Und auch in der zweiten Halbzeit sah das lange Zeit sehr gut aus. Zwar hatten unsere Spieler nicht mehr die Power, weiter derart offensiv zu verteidigen. Andererseits ließen sie auch hinten nichts mehr anbrennen. Ja, das mag möglicherweise daran gelegen haben, dass sich die Hausherren mit dem Zwei-Tore-Vorsprung sicher fühlten und es ihrerseits keine Notwendigkeit gab, mit aller Macht zu versuchen, das dritte Tor zu erzielen.

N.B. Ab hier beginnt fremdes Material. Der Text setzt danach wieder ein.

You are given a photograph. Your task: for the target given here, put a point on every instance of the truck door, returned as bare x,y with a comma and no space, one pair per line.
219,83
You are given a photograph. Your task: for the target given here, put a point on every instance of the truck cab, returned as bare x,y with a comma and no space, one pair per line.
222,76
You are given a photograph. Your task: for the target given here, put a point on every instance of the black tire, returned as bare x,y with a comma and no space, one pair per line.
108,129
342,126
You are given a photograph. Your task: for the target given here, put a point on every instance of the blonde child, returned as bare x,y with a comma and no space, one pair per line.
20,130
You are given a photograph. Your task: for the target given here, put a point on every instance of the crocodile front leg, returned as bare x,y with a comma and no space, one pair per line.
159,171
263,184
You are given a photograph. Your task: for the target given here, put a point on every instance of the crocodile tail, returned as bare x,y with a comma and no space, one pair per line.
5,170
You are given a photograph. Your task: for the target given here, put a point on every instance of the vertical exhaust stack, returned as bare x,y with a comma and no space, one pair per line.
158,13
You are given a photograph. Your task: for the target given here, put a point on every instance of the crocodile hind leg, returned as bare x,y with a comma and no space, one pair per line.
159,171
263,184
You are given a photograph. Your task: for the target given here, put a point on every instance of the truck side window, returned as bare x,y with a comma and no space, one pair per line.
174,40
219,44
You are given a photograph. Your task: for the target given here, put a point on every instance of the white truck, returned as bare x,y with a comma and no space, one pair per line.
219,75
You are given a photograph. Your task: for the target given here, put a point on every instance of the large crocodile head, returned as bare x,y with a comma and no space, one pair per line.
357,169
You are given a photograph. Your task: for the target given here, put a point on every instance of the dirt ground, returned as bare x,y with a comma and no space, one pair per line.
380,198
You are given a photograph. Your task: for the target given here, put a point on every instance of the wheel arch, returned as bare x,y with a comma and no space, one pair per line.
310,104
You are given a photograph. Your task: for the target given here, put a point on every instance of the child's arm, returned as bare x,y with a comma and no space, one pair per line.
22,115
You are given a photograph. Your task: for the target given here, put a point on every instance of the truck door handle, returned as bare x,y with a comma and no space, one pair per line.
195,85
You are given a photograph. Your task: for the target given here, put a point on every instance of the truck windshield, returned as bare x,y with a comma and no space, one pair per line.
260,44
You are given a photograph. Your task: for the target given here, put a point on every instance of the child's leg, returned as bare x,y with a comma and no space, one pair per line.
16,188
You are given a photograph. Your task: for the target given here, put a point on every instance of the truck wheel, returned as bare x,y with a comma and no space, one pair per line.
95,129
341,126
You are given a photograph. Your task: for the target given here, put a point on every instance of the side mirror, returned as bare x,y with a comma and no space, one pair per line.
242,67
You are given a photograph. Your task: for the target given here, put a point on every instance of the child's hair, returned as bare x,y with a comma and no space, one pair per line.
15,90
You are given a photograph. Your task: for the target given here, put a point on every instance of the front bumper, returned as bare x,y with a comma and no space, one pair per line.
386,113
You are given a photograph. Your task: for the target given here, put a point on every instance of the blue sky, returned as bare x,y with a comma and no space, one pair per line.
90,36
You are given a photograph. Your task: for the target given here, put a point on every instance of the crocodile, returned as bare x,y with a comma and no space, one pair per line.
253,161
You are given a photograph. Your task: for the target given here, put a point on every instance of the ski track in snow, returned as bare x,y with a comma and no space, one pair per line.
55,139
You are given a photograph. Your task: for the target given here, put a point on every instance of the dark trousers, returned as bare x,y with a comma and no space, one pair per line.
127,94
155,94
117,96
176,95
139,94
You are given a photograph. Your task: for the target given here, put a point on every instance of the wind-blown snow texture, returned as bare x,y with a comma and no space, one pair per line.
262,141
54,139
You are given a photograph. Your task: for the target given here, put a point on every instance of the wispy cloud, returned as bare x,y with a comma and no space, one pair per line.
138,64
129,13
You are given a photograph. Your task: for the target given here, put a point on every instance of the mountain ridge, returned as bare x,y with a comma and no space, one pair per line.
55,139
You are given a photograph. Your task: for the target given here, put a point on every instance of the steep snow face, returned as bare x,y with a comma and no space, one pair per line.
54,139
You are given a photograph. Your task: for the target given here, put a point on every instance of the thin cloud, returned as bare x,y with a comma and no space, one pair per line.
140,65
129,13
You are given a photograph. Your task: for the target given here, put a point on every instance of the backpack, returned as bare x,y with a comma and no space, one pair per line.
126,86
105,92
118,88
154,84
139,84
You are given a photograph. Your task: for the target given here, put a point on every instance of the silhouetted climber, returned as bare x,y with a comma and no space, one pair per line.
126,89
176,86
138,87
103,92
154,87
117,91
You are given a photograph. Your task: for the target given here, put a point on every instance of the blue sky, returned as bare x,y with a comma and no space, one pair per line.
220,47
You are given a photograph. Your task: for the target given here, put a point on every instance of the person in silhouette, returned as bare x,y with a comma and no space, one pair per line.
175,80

Fakt aber ist, sie taten es nicht. Damit lebte immer auch noch unsererseits die Hoffnung, dass wir mit einem Anschlusstreffer das Spiel vielleicht doch noch drehen, zumindest wieder spannend würden machen können. Nach rund einer halben Stunde in der zweiten Halbzeit gab es dann diesen Moment, auf den wir alle gehofft hatten. Zuvor hatte Volland zur Reanimation der Mannschaft beigetragen, aber Neuer konnte seinen verdeckten Drehschuss doch noch parieren.

Kurze Zeit darauf setzte sich der kurze Zeit davor eingewechselte Schipplock auf rechts durch, kämpfte sich gegen drei Gegenspieler bis auf die Grundlinie durch, passte den Ball nach innen zum ebenfalls kurz zuvor eingewechselten Szalai, dem es dann „gelang“, aus maximal drei Metern auf 7,32 Meter das einzige zu treffen, was einen Torerfolg für unsere Mannschaft hat noch verhindern können: den maximal 20 cm breiten Fersenbereich Neuers. Durchaus eine Torchancenauslassung, die das Zeug hat, in einem Jahresrückblick Erwähnung zu finden.

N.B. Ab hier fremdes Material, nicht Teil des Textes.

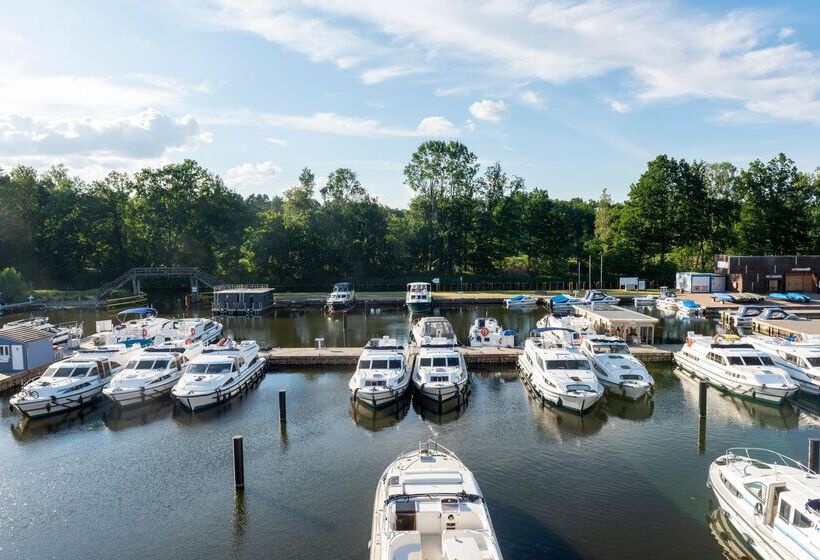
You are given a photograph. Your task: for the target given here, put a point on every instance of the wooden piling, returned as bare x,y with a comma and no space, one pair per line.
238,462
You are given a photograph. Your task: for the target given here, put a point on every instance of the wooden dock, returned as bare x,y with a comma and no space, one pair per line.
785,328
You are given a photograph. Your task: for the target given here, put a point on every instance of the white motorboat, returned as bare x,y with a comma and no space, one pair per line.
487,331
382,375
667,300
205,331
428,505
138,325
342,298
68,333
222,371
617,369
435,331
440,373
418,297
152,373
73,382
559,375
801,360
521,301
735,367
772,501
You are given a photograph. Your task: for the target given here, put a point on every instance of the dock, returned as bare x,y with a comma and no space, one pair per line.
619,321
785,328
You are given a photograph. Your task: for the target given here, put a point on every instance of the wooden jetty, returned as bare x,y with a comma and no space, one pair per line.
630,325
785,328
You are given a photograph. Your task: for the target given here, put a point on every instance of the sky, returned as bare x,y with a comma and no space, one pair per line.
573,96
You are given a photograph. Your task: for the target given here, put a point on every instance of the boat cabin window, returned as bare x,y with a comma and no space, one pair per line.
785,511
567,364
756,489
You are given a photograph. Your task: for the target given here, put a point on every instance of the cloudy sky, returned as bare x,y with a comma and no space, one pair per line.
574,96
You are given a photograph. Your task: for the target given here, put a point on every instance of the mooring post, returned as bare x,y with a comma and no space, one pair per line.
283,407
704,385
814,455
238,462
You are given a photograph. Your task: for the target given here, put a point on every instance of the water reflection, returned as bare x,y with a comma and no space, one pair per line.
728,408
375,420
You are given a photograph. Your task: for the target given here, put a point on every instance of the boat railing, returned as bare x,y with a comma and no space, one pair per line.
767,457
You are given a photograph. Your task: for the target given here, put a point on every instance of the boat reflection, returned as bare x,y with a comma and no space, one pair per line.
732,545
27,429
377,419
640,409
735,410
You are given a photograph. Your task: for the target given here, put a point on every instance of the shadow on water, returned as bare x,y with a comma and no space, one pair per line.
377,419
28,429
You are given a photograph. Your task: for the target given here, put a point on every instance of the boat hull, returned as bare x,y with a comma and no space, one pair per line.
200,401
768,395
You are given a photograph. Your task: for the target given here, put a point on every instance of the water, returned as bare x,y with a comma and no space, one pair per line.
624,481
300,327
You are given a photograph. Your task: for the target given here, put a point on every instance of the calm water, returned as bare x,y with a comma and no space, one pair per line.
625,481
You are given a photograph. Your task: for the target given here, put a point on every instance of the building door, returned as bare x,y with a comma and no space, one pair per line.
17,357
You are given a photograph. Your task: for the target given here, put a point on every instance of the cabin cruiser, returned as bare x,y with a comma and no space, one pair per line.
382,375
689,307
72,382
735,367
617,369
205,331
772,501
138,325
418,297
559,375
521,301
342,298
433,330
429,505
152,373
221,372
68,333
801,360
489,332
667,300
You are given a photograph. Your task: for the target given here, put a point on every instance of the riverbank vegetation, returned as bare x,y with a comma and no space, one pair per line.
463,220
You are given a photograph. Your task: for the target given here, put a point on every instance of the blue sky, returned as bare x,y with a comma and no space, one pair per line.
573,96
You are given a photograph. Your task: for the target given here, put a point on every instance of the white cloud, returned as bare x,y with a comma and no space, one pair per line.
489,110
378,75
249,177
530,98
332,123
667,50
144,135
620,107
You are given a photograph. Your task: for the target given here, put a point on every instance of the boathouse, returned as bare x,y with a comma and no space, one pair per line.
771,273
242,299
634,327
24,348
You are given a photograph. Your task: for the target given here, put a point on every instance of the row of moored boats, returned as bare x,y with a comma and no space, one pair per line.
143,358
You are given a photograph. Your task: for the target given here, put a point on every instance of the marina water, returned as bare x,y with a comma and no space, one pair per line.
624,481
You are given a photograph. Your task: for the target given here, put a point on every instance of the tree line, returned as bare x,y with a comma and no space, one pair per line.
463,220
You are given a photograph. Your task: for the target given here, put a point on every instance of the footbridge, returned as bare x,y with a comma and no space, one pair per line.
135,276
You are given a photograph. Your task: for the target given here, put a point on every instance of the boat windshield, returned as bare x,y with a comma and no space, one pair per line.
67,371
567,364
147,364
616,348
211,368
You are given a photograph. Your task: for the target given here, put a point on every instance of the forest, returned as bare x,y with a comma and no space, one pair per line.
59,231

Niemand weiß natürlich, was passiert wäre, hätten wir, bei noch rund zehn Minuten zu spielen, diesen Anschlusstreffer gemacht. Aber dass wir ihn nicht machten, sorgte wohl für die Erkenntnis der Spieler, dass wir wohl noch hundert Jahre würden spielen können, ohne ein Tor zu erzielen.

Erst dann ließen Konzentration und vor allem und nachvollziehbarerweise der Glaube an sich selbst nach und erst dann fielen die beiden Treffer, die dann zu jenem „Viaa null!“ führten. Macht man es so, wie der Trainer immer sagt, dass er es tue, dass es ihm auf das Auftreten der Mannschaft ankomme, dann kann, ja: muss man mit der Mannschaft zufrieden sein. Das Endergebnis ist nur ein Fakt. Wahrlich der wesentliche, aber eben nur einer.

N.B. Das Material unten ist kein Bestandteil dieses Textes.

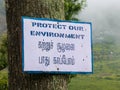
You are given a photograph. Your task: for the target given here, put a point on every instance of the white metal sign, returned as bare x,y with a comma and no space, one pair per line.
56,46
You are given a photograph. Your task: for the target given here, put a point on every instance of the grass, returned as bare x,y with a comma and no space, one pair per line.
106,77
94,83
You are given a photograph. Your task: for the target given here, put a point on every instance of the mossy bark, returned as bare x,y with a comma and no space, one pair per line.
32,8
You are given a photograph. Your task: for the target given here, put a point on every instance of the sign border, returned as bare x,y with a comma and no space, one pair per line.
55,72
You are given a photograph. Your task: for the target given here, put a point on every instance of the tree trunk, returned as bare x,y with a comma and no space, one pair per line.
32,8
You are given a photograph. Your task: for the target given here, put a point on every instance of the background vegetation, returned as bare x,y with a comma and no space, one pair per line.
106,52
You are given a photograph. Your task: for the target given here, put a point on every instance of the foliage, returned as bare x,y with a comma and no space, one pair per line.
72,7
3,51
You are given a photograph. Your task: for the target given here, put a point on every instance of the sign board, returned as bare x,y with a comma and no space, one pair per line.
55,46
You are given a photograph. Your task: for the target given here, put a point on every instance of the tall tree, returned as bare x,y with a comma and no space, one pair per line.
33,8
72,8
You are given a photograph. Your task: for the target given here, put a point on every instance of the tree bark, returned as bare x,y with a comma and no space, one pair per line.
32,8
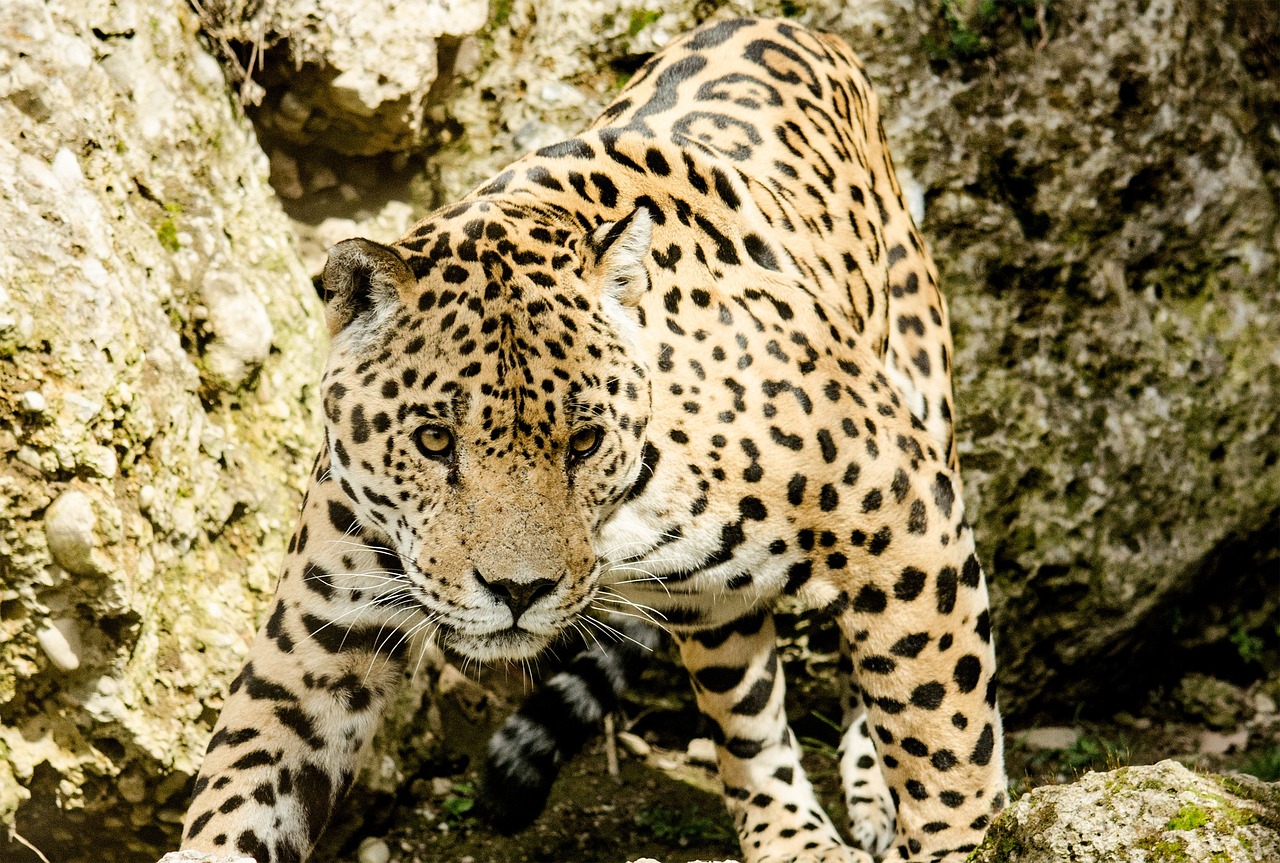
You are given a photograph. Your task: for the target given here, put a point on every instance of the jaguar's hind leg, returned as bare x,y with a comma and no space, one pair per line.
867,798
739,683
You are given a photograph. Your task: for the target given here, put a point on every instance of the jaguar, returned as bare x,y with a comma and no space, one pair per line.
689,361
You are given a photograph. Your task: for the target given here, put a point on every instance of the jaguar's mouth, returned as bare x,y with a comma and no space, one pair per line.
511,643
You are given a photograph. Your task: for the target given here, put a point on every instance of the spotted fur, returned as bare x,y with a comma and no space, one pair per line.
693,359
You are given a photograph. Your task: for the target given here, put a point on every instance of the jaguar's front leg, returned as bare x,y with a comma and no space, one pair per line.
739,684
309,699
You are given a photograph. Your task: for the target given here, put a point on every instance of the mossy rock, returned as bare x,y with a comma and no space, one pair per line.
1159,813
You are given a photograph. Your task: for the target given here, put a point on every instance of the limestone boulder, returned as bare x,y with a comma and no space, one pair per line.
1162,812
160,345
352,76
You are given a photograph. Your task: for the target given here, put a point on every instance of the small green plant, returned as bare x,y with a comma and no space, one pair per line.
1248,645
967,30
458,806
167,232
684,826
1189,817
641,18
501,12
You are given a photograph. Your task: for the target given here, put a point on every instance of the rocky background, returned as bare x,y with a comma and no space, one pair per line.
1100,183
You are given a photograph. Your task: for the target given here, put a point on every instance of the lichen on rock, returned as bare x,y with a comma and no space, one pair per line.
155,441
1160,813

Wichtiger für die weiteren Spiele, jene, bei denen es weit weniger eine Überraschung wäre, vielmehr fast schon „Pflicht“ ist, wieder zu punkten, ist doch, die Art und Weise des Spiels sich anzuschauen – und daran gab es doch wahrlich wenig auszusetzen.

Fernschüsse besser verteidigen, Torchancen besser nutzen und schon haben wir beste Chancen darauf, mit „das Beste, was diese Liga zu bieten hat“, zu sehen – und auf die nächsten drei Punkte.